JAKARTA, iNews.id - Badan Kependudukan dan Keluarga Berencana Nasional (BKKBN) menyebutkan 15 kabupaten di Nusa Tenggara Timur (NTT) dalam situasi darurat kekerdilan atau stunting. Data Studi Status Gizi Indonesia (SSGI) Tahun 2021, di NTT terdapat 15 kabupaten kategori merah karena angka kekerdilan di atas 30 persen.
“Tidak ada satupun daerah di NTT yang berstatus hijau atau berprevalensi stunting antara 10 hingga 20 persen. Apalagi berstatus biru untuk prevalensi stunting di bawah 10 persen,” kata Kepala BKKBN Hasto Wardoyo dalam keterangan tertulis, Jumat (4/3/2022).
Kabupaten darurat stunting yakni Kabupaten Timor Tengah Selatan, Timor Tengah Utara, Alor, Sumba Barat Daya, Manggarai Timur, Kupang, dan Rote Ndao. Selain itu, Kabupaten Belu, Manggarai Barat, Sumba Barat, Sumba Tengah, Sabu Raijua, Manggarai, Lembata, dan Malaka. Bahkan, Timor Tengah Selatan dan Timor Tengah Utara tercatat angka prevalensi di atas 46 persen.

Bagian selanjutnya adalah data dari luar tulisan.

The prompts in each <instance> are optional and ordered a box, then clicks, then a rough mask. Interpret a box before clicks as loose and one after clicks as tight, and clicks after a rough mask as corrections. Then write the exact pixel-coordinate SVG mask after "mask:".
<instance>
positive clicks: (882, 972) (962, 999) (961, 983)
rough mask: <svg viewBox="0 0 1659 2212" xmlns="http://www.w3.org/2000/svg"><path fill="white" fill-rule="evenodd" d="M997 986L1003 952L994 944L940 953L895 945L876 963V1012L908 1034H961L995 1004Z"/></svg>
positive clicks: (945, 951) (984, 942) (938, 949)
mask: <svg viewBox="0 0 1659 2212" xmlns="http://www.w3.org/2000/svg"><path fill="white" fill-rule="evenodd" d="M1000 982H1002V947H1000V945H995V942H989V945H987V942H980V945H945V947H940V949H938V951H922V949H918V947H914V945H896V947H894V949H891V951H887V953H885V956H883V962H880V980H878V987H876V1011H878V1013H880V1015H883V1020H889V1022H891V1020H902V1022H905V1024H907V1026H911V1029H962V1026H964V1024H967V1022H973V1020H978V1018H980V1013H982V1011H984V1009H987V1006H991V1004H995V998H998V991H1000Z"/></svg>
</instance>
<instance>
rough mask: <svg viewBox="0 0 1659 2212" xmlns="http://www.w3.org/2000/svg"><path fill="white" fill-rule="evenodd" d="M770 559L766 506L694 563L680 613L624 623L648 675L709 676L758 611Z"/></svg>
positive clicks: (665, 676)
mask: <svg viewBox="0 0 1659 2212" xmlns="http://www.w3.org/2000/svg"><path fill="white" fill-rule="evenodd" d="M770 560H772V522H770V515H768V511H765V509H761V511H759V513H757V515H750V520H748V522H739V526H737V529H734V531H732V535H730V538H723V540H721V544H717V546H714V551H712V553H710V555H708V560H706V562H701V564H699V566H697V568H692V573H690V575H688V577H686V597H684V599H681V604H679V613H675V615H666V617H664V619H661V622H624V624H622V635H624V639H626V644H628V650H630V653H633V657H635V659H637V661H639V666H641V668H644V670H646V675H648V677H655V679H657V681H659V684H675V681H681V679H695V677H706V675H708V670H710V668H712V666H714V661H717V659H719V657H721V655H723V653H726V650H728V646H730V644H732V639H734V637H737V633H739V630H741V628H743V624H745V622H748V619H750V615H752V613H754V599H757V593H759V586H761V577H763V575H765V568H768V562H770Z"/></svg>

Selain itu, lima kabupaten di NTT itu juga masuk 10 besar daerah dengan angka prevalensi kekerdilan tertinggi di Indonesia dari 246 kabupaten/kota yang menjadi prioritas percepatan penurunan kekerdilan. Kelima kabupaten tersebut, Timor Tengah Selatan peringkat pertama, Timor Tengah Utara peringkat kedua, Alor peringkat kelima, Sumba Barat Daya peringkat keenam, dan Manggarai Timur peringkat kedelapan BKKBN menyebutkan tujuh kabupaten/kota kategori kuning dengan angka kekerdilan antara 20-30 persen, di antaranya Ngada, Sumba Timur, Nagekeo, Ende, Sikka, Kota Kupang, serta Flores Timur.
Guna mengatasi masalah itu, BKKBN telah membentuk 200.000 tim pendamping keluarga yang terdiri atas bidan, PKK, dan kader KB. Nantinya, tim itu akan mengawal keluarga mulai dari sebelum ibu hamil hingga sesudah melahirkan atau dalam 1.000 hari pertama kehidupan anak (HPK).
Pemeriksaan calon pengantin tiga bulan sebelum menikah juga dilakukan untuk mengantisipasi potensi lahirnya bayi yang menderita kekerdilan. Pemeriksaan akses sanitasi, jamban, dan peningkatan literasi juga digencarkan lewat kolaborasi antarkementerian/lembaga terkait.
“Persoalan stunting yang ada di masyarakat kita, tidak saja menjadi urusan pemerintah atau pemangku kepentingan belaka. Persoalan stunting adalah persoalan bangsa yang harus kita tuntaskan bersama dan membutuhkan kolaborasi semua kalangan,” ucap Hasto.
Badan Kesehatan Dunia (WHO) mendefinisikan stunting sebagai gangguan tumbuh kembang anak disebabkan gizi buruk, infeksi yang berulang dan stimulasi psikososial yang tidak memadai. Akibatnya, anak dapat rentan terkena penyakit di usia tua dan tumbuh kembang yang tidak optimal. Angka kekerdilan secara nasional saat ini masih 24,4 persen. Pemerintah menargetkan angka itu turun menjadi 14 persen pada 2024.